Rejected
|The quandaries of the modern tech giant are myriad; how to launch an exciting new product, to shape the perception of it so that the affluent target demographic sees it as not merely desirable but essential, a gateway to new possibilities? An early digital camera from the Sonu empire launched in 1997, the Mavico went through several advertising campaigns, all of them rejected, before it found its niche in the market.
The Sonu Corporation also moving into broadcasting, empty channels crying out for content to fill the hours and nothing ever wasted, it was perhaps inevitable that those rejected campaigns might see the light of day, or at least the graveyard slot, hosts Bob Dergens and Sharron Nelson linking three such segments in a filler slot showing the versatility of the Mavico in capturing demonic forces as they manifest, the massacre of friends hiking in the forest, and the casting of a hex on an unfaithful lover.
Written and directed by The Spirit of Haddonfield’s Rene Rivas who also stars as Degas, providing vacuous commentary alongside Sarah Llewellyn as Nelson, smiling for the cameras while touting the marvel of the Mavico, Rejected captures the square-formatted, VHS quality, floppy-disk enabled fin de siècle of late nineties with the requisite on-the-nose acting favoured by infomercials to emphasise the selling points, the fashions as terrifying as any horror film.
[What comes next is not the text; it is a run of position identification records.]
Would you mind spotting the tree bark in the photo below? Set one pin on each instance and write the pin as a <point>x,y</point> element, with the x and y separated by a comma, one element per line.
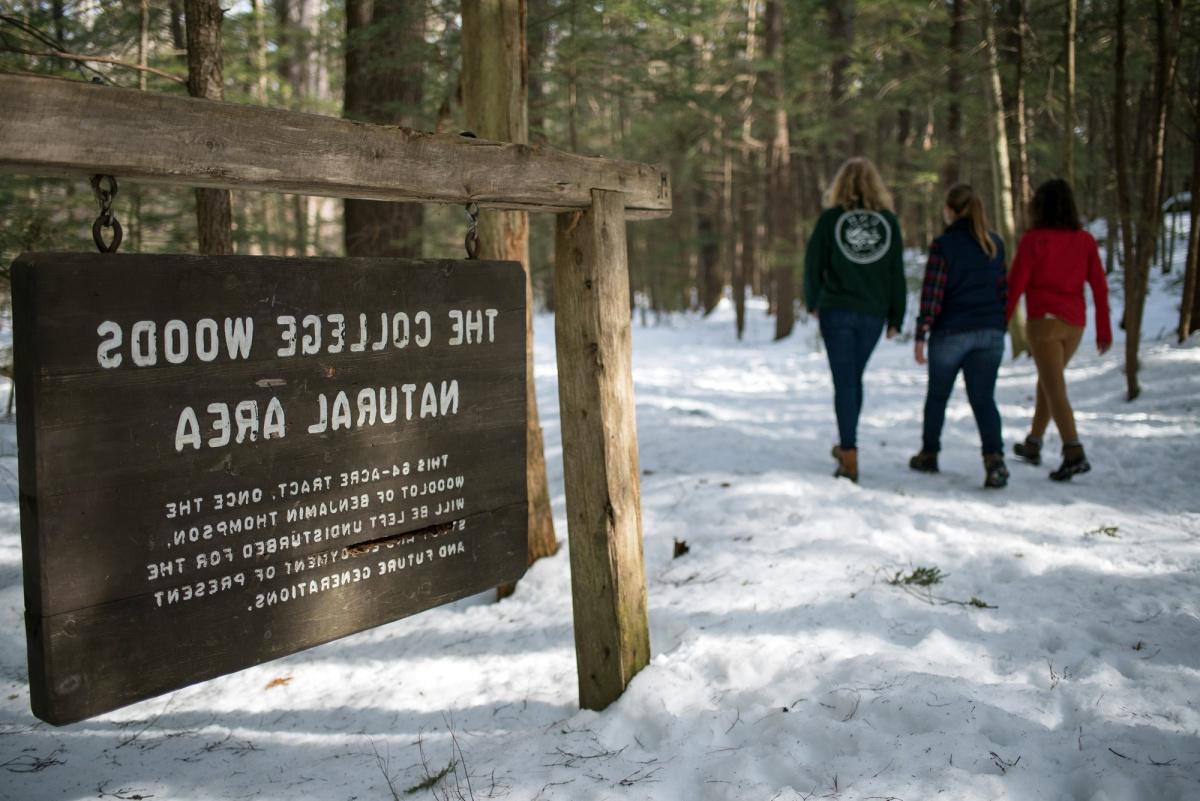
<point>780,198</point>
<point>748,180</point>
<point>1137,279</point>
<point>1068,124</point>
<point>709,278</point>
<point>1189,305</point>
<point>841,32</point>
<point>384,84</point>
<point>178,34</point>
<point>1002,168</point>
<point>1120,148</point>
<point>214,212</point>
<point>538,25</point>
<point>495,82</point>
<point>952,166</point>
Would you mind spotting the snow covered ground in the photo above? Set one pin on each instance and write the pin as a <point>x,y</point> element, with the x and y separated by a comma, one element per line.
<point>785,664</point>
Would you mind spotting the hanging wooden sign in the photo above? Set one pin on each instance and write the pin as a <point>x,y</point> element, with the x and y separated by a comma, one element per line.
<point>228,459</point>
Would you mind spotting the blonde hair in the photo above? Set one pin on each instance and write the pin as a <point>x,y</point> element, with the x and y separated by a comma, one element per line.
<point>963,200</point>
<point>858,185</point>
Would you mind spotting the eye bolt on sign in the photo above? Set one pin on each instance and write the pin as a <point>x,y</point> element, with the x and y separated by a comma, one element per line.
<point>228,459</point>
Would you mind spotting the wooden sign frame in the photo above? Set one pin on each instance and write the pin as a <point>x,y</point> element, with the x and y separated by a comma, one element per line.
<point>175,140</point>
<point>228,459</point>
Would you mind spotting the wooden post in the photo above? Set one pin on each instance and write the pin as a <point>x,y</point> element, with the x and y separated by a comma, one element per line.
<point>604,498</point>
<point>495,88</point>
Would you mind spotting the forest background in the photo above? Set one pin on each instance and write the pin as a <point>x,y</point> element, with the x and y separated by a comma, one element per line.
<point>751,106</point>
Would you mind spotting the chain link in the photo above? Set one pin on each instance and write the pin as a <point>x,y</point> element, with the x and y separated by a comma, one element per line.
<point>105,196</point>
<point>472,241</point>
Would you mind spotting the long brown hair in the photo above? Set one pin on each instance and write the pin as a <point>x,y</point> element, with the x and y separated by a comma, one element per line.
<point>858,185</point>
<point>963,200</point>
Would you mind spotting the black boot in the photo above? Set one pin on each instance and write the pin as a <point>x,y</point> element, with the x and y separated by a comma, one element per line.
<point>1030,450</point>
<point>924,462</point>
<point>1073,463</point>
<point>995,471</point>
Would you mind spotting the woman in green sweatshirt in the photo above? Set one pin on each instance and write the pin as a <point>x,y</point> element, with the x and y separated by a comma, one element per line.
<point>853,281</point>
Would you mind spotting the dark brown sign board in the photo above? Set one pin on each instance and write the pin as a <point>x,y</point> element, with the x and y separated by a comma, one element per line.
<point>228,459</point>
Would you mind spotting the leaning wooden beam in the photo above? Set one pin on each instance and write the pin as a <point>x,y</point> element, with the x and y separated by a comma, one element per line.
<point>604,499</point>
<point>61,127</point>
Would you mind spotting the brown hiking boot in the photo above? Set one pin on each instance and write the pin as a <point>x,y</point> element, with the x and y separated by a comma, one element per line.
<point>847,463</point>
<point>1030,450</point>
<point>1073,463</point>
<point>995,471</point>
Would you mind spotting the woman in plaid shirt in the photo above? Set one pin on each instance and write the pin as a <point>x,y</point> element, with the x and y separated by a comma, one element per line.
<point>963,317</point>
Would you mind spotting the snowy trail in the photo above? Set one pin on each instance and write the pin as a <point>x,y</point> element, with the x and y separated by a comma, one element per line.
<point>785,666</point>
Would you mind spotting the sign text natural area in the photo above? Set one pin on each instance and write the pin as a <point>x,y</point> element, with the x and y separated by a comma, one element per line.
<point>228,459</point>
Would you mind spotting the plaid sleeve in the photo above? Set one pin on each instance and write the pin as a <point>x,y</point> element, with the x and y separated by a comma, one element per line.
<point>931,290</point>
<point>1002,282</point>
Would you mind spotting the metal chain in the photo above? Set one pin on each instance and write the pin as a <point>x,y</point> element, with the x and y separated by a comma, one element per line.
<point>472,241</point>
<point>472,230</point>
<point>107,218</point>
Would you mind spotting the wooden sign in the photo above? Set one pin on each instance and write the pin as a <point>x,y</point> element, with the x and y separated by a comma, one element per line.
<point>228,459</point>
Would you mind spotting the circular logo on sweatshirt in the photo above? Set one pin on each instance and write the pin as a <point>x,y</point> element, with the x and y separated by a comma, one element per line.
<point>863,236</point>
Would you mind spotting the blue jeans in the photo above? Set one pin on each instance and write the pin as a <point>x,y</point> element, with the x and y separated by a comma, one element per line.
<point>850,338</point>
<point>978,355</point>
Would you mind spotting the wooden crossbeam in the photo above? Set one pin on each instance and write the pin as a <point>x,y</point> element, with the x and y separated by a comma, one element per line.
<point>51,126</point>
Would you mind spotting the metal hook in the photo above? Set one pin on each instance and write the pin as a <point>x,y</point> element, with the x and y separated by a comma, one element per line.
<point>107,218</point>
<point>472,240</point>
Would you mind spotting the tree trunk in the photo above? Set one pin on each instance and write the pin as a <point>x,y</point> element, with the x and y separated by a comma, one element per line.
<point>495,98</point>
<point>841,32</point>
<point>1137,279</point>
<point>727,227</point>
<point>268,202</point>
<point>748,181</point>
<point>1068,124</point>
<point>384,84</point>
<point>951,167</point>
<point>538,24</point>
<point>781,214</point>
<point>214,214</point>
<point>744,250</point>
<point>709,278</point>
<point>1189,305</point>
<point>1001,168</point>
<point>1120,149</point>
<point>1015,106</point>
<point>178,35</point>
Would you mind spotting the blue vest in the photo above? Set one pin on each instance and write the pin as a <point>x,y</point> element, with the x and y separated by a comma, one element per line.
<point>976,287</point>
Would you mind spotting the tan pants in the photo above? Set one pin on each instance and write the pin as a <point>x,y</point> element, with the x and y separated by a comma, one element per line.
<point>1053,343</point>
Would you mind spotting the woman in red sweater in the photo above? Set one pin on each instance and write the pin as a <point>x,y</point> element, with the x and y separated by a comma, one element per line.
<point>1054,260</point>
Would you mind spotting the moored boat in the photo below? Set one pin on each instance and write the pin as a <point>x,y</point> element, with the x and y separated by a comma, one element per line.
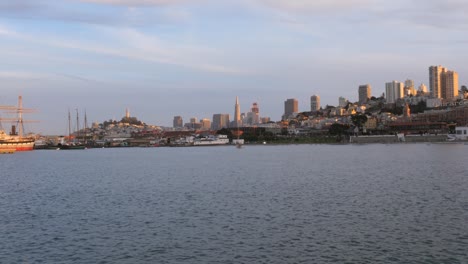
<point>15,140</point>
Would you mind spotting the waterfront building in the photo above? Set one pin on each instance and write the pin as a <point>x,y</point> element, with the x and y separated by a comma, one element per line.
<point>252,117</point>
<point>178,122</point>
<point>450,85</point>
<point>205,124</point>
<point>220,121</point>
<point>422,90</point>
<point>342,102</point>
<point>393,91</point>
<point>443,83</point>
<point>290,108</point>
<point>314,103</point>
<point>409,88</point>
<point>364,93</point>
<point>435,80</point>
<point>237,115</point>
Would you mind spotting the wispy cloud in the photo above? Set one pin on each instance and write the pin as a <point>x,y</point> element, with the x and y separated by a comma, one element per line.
<point>132,44</point>
<point>307,6</point>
An era which now seems like a cry for help from the dying days of the last century, Rejected squeezes three shorts into the frame, perhaps slipping out of the punchy format of the commercial as the horrors unfold upon the characters, but entertaining with the variety squeezed into fifteen minutes and impressing with practical effects and the retro-technology dusted off and brought to life for the production, chunky keyboards and cathode ray monitors, all told with a thrilling 7.9 x optical zoom.